The second generation of CompactLogix controllers began with the release of the 1769-L35E back in 2003.
The L3x Family:
Each L3x controller in the CompactLogix's second generation included a 9 Pin D-Sub “Channel 0” isolated RS-232 Serial Port, support for local 1769 Compact I/O in up to three banks, and a front facing memory card slot for CompactFlash cards predominately used as removable non-volatile memory.
All L3x controllers had a “Mode” Key Switch (same as SLC-500 and ControlLogx,) could be programmed through “Channel 0” via a Serial “Null Modem” Cable (1747-CP3 or 1756-CP3,) and had battery backed volatile memory (1769-BA.)

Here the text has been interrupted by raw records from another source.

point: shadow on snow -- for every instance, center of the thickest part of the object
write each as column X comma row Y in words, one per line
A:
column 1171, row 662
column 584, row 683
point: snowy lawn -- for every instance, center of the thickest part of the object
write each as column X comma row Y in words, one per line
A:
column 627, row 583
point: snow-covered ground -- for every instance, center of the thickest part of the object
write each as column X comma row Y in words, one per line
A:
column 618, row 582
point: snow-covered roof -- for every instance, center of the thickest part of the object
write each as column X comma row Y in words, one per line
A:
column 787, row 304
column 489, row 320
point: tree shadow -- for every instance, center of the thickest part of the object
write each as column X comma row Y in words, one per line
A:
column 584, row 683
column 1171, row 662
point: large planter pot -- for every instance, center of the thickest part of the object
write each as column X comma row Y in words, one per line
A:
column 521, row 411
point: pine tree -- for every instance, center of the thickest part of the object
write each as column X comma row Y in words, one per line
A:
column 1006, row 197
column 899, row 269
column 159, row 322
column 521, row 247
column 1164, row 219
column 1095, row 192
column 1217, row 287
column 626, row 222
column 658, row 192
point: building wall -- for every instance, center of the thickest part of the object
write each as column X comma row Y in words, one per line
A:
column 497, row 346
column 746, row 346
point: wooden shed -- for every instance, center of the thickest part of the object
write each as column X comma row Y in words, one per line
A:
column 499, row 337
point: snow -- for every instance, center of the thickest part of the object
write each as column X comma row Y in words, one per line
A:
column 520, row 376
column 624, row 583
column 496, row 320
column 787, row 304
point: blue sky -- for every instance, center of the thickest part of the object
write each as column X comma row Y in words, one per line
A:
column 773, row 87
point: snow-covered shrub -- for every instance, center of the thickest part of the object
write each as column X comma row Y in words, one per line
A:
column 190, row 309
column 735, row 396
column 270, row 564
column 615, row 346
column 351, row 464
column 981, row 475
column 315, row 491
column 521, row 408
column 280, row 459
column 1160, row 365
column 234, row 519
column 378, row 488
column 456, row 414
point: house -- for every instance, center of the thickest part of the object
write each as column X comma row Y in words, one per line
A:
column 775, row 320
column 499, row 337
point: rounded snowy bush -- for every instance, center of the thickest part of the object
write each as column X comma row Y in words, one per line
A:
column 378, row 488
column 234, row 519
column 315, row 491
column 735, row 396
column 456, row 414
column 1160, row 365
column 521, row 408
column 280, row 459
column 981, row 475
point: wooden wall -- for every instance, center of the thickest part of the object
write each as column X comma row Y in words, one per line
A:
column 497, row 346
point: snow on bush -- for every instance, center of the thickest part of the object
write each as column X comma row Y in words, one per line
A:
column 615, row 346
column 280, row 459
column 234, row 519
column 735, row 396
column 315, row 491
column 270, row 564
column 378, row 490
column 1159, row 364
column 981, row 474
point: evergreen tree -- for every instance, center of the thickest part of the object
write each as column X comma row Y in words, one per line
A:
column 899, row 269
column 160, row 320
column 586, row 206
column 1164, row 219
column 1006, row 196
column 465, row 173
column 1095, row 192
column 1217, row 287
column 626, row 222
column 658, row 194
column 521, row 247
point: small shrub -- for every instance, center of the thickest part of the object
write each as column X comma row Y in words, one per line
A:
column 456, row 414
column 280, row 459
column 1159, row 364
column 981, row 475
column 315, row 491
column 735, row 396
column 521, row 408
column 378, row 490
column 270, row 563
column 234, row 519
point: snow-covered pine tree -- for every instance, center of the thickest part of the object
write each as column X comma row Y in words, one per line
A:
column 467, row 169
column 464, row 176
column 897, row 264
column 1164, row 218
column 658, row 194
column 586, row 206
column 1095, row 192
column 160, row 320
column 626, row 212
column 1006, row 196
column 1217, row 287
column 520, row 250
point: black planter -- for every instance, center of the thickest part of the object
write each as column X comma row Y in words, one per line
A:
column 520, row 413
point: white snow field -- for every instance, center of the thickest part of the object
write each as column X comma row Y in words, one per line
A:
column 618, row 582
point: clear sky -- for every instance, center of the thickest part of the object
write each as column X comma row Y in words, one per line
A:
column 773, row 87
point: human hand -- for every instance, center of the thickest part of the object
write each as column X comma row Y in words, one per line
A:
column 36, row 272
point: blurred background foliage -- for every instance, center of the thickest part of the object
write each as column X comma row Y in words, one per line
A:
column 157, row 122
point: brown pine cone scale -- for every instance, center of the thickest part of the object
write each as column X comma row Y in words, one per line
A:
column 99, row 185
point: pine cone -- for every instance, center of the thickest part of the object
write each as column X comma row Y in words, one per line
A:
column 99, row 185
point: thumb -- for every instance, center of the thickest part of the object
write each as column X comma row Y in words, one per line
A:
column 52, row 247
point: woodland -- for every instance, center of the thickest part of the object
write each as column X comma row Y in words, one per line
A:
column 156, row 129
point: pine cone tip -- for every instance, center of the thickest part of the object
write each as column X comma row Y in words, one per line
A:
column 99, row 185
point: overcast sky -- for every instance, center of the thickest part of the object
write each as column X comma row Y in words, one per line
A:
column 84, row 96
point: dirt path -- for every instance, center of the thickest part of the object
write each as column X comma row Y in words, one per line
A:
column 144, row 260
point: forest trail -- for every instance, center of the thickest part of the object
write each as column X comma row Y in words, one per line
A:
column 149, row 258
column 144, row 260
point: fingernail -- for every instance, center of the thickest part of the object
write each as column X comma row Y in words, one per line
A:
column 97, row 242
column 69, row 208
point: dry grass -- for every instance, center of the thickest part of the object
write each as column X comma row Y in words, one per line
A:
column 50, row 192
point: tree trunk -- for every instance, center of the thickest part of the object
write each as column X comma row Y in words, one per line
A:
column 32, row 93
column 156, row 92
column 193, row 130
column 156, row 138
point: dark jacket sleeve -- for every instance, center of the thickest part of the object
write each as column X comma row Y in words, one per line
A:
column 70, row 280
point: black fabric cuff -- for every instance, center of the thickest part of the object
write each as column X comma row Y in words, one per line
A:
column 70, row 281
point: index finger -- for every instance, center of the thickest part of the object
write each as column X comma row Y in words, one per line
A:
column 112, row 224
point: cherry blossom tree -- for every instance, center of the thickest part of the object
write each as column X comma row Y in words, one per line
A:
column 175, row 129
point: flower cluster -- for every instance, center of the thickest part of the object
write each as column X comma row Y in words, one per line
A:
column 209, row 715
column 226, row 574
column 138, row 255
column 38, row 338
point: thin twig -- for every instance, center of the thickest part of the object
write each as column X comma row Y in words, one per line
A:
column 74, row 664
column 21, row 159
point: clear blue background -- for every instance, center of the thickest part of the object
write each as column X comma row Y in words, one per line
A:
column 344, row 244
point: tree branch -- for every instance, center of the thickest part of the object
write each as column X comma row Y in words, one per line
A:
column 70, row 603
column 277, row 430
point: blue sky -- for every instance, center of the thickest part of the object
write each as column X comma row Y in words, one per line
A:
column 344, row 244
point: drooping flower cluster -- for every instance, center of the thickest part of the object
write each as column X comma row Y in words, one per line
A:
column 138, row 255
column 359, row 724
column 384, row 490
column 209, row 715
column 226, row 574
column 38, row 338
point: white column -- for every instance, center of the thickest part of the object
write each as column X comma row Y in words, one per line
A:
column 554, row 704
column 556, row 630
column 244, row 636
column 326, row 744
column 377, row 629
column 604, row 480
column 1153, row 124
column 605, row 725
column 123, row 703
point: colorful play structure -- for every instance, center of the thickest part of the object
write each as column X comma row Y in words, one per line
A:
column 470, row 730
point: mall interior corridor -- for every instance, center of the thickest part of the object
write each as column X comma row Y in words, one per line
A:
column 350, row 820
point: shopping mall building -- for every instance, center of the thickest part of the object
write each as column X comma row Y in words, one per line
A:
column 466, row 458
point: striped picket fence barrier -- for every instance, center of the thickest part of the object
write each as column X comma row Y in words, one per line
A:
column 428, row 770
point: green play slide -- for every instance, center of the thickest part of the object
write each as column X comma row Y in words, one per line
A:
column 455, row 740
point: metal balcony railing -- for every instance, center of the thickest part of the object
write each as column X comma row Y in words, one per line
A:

To access the battery compartment, users simply slid the left side of the controller forward to reveal the battery connector and clip.
These second gen CompactLogix controllers also had the same “default communications” button as the L20 and L30, which replaced the user's “Channel 0” settings with the controller's defaults.
The L3x line included controllers with three different memory and communication port options.
The smallest of the three was the 1769-L31 controller with 512K of memory, support for 16 local I/O modules and 4 concurrent tasks, and a physical 9 Pin D-Sub non-isolated RS-232 Serial Port.
The next size up was the 1769-L32x controllers with 768K of memory, support for 30 local I/O modules, and support for 6 concurrent tasks.
The L32x also came in two versions: The 1769-L32E had an RJ45 “Channel 1” Ethernet port, while the 1769-L32C had an RJ45 “Channel 1” NAP (Network Access Port) port that was tied internally to a single, bottom facing BNC ControlNet port.
The largest of the L3x family was the 1769-L35x controllers with 1536K of memory, support for 8 concurrent tasks, and a total local I/O capacity of 30 modules.
Like the L32, the L35 came in two versions: The 1769-L35E had a RJ45 “Channel 1” Ethernet port, while the 1769-L35CR had a RJ45 “Channel 1” NAP port that was tied internally to redundant, bottom facing BNC ControlNet ports.
The “Channel 1” port on both the L32 and L35 controllers could not only be used for programming and peer to peer communications, but also supported controlling distributed I/O.
So, do you have L3 controllers installed in your facility? Or have you worked on them in the past? If so, what did you think of them?